Strage in famiglia a Perugia: ancora un problema di comunicazione

Enrico Scoccia, 69 anni, ha ucciso con un suo fucile moglie e figlia per poi darsi la morte. Era seguito da tempo per un problema di depressione, non avrebbe dovuto avere l'arma: ancora una volta si evidenziano le lacune normative in materia di comunicazione tra mondo sanitario e pubblica sicurezza

Enrico Scoccia, 69 anni, ha ucciso la moglie e la figlia in un comune del Perugino, per poi uccidersi a propria volta con un fucile di sua proprietà. Alcune persone vicine alla famiglia evidenziano come l’autore del disgraziato gesto fosse preda da tempo di una depressione e che, quindi, non dovesse avere l’arma che poi ha usato. Scoccia in realtà, secondo quanto è emerso a oggi, era seguito già da tempo da neurologi, psichiatri e psicoterapeuti per un problema depressivo che era scaturito da una invalidità fisica conseguente a un intervento di ernia che non aveva dato i risultati sperati e che l’uomo riteneva che potesse nuovamente aggravarsi, dopo un iniziale miglioramento.

Un caso come questo evidenzia nuovamente, purtroppo, come la normativa in materia di possesso legale di armi, che pure in Italia è rigorosa e prevede un controllo capillare da parte delle forze dell’ordine in fase di rilascio e rinnovo delle autorizzazioni, possa essere ulteriormente migliorata nel momento in cui (e Armi e Tiro non lo dice da oggi) si stabilisca una procedura di interconnessione delle informazioni tra il mondo sanitario a tutto tondo e il mondo della Pubblica sicurezza: comunicazione che oggi non esiste. In effetti, anzi, non si può fare a meno di sottolineare come il ministero dell’Interno abbia letteralmente sprecato anni preziosi baloccandosi con aspetti del tutto irrilevanti ai fini della pubblica sicurezza, come la capacità dei caricatori, restando invece indietro in modo inaccettabile proprio sul critico tema delle moderne forme di interconnessione delle informazioni salienti sui cittadini che richiedono o posseggono autorizzazioni di polizia.
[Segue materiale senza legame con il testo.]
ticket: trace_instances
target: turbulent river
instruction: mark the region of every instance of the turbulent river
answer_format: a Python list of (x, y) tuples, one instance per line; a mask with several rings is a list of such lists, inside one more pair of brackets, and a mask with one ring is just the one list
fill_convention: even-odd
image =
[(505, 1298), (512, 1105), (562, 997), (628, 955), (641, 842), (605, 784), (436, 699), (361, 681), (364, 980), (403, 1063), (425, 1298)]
Sia ben chiaro, che per fortuna in Italia (diversamente da quanto vorrebbero far credere taluni soggetti) una “emergenza armi legali” non esiste e non c’è. Esiste, tuttavia, la possibilità di contenere ulteriormente l’incidenza di fatti illeciti (e tragici) commessi con armi legalmente detenute, attraverso l’istituzione di protocolli di comunicazione tra i medici (quindi tra gli specialisti e i medici di base, per esempio) e tra il settore sanitario e quello della pubblica sicurezza, il tutto sia chiaro senza ulteriori oneri burocratici né aggravi per il cittadino possessore di armi.